A Libyan official told Valerie Amos, the UN humanitarian chief, that Muammar Gaddafi's government was willing to set up "safe passage" out of the city, which remains partially in opposition hands after weeks of attacks by Gaddafi loyalists.
Amos secured the deal through talks in Tripoli, apparently pledging to up the UN presence in the capital in return for humanitarian access in other Libyan cities.
But she said that while she had received assurances the UN would be able to access the city, she received "no guarantees" of a cessation of hostilities "to enable people to move" or for supplies to be delivered. Witnesses said government forces continued to pound the area with rockets and artillery.
Andrew Mitchell, the UK's international development secretary, said meanwhile that the UK would provide £2m ($3.3m) in aid and work through the International Organisation for Migration (IOM) to charter a ship to get Egyptian and Bangladeshi workers out of Misurata.
Mitchell's comments came in New York, where he discussed the plan with UN agency chiefs.
Speaking on the BBC, he said: "The position in Misrata, which has sharply deteriorated in the last few days, means that there are 5,000 poor migrant workers caught out on the quayside ... we're going to move all of them out as soon as we can by sea."

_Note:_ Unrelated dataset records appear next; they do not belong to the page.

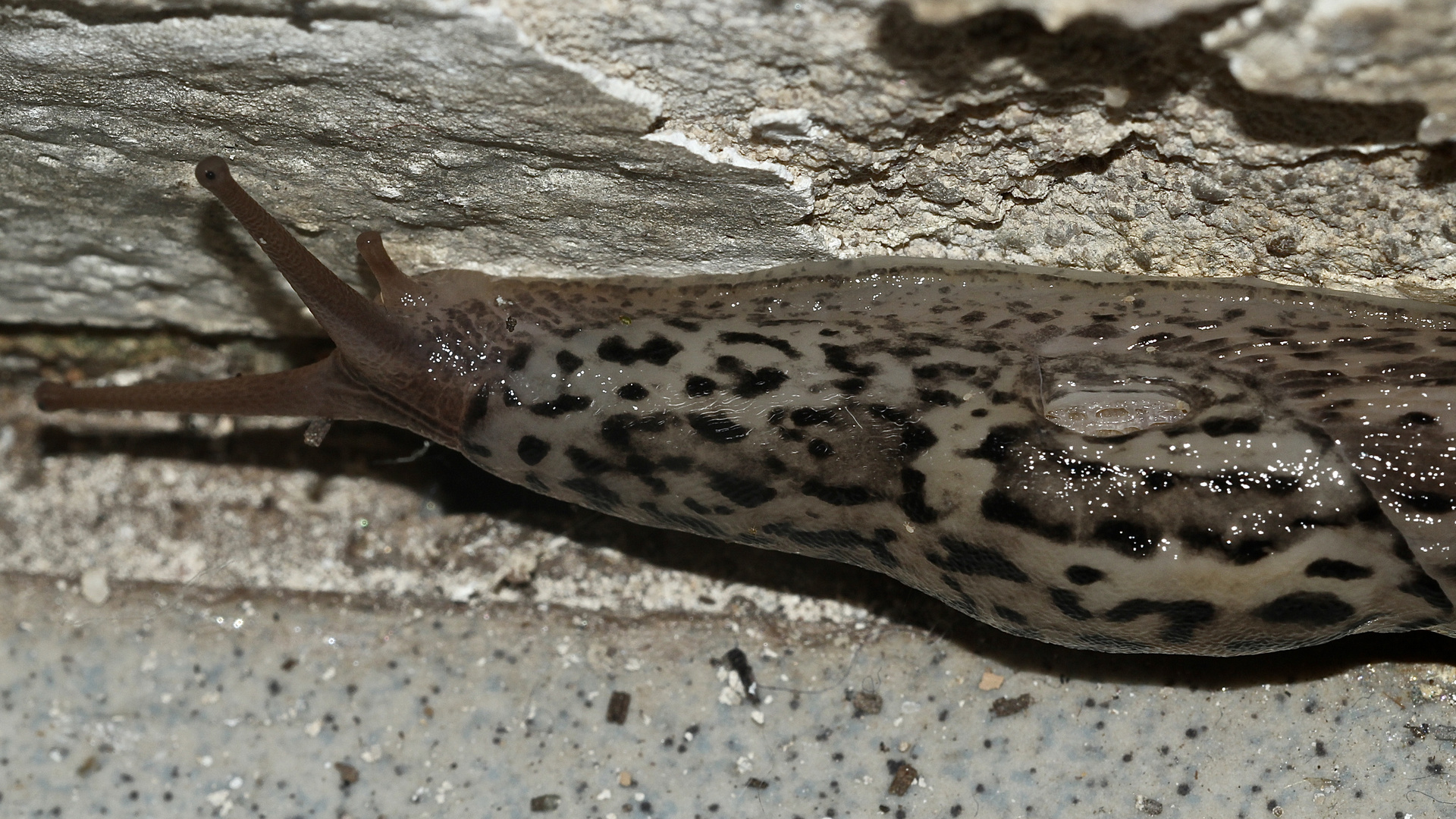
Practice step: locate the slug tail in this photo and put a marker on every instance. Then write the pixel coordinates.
(351, 321)
(318, 391)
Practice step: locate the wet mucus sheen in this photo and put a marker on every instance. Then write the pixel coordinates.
(1212, 466)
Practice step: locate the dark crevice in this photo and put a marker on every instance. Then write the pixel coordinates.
(1097, 53)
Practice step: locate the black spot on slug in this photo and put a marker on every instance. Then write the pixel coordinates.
(699, 387)
(837, 357)
(759, 382)
(742, 491)
(655, 350)
(1273, 331)
(1219, 428)
(1251, 550)
(1084, 575)
(1158, 480)
(1337, 569)
(810, 416)
(759, 338)
(532, 449)
(717, 428)
(475, 413)
(561, 406)
(912, 497)
(820, 447)
(998, 444)
(970, 558)
(1307, 608)
(1128, 538)
(836, 496)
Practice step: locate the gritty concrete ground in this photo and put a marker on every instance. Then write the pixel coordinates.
(197, 621)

Ahead of the planned British mission, almost 1,000 people were rescued from Misrata by ferry, but the IOM said that thousands more were awaiting rescue.

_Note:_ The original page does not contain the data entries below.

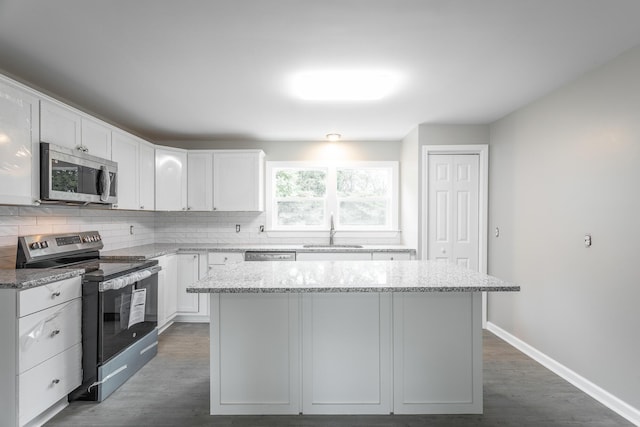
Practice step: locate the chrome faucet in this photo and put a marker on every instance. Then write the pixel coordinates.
(332, 231)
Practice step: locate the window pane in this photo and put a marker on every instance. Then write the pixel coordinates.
(372, 212)
(363, 182)
(301, 183)
(300, 212)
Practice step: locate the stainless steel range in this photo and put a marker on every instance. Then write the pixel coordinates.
(119, 307)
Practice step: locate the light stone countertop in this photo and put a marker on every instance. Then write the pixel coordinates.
(346, 276)
(145, 252)
(25, 278)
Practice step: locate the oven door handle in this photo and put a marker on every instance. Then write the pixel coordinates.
(127, 279)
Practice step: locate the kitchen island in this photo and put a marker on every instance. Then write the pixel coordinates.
(346, 337)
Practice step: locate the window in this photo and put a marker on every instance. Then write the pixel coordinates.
(359, 195)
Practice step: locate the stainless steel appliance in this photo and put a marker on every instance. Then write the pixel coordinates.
(269, 256)
(119, 307)
(74, 176)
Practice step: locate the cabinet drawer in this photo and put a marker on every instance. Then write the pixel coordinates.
(390, 256)
(50, 381)
(48, 332)
(222, 258)
(36, 299)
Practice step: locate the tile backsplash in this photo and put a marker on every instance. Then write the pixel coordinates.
(148, 227)
(113, 225)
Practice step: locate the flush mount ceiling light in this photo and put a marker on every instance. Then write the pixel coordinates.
(344, 85)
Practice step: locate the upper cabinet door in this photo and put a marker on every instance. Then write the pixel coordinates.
(59, 125)
(200, 181)
(19, 154)
(124, 151)
(96, 138)
(147, 162)
(171, 179)
(238, 180)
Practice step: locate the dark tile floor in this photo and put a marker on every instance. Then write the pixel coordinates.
(173, 390)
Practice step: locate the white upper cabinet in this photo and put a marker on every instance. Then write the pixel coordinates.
(238, 180)
(19, 151)
(147, 174)
(171, 179)
(95, 138)
(199, 180)
(63, 126)
(124, 151)
(136, 171)
(59, 125)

"The ship docked in Benghazi straight from Misurata carrying 970 passengers on board," reported Sue Turton, Al Jazeera's correspondent in Benghazi, the rebel stronghold.
"The majority were Ghanaian migrant workers, but it also had some casualities from the fighting, including a young baby girl who has gunshot wounds, we think, to the face."
In Geneva, the International Committee of the Red Cross said it had also helped 618 migrants leave Misurata on Monday.
Many of those who have been rescued are injured. An Associated Press report said that one of the rebels carried fragments of rockets as he disembarked late on Monday.
"I brought this to show people what's going on there [in Misurata]. Somebody has to do something about it," 38-year-old Ali Milad, was quoted as saying.
The Libyan government has denied firing heavy weapons, including rockets and tank shells, at the city, but has turned down repeated requests by foreign journalists based in the capital of Tripoli to go to Misurata.
The rebels control much of eastern Libya, including Benghazi, and have done so since the uprising against Gaddafi began in mid-February.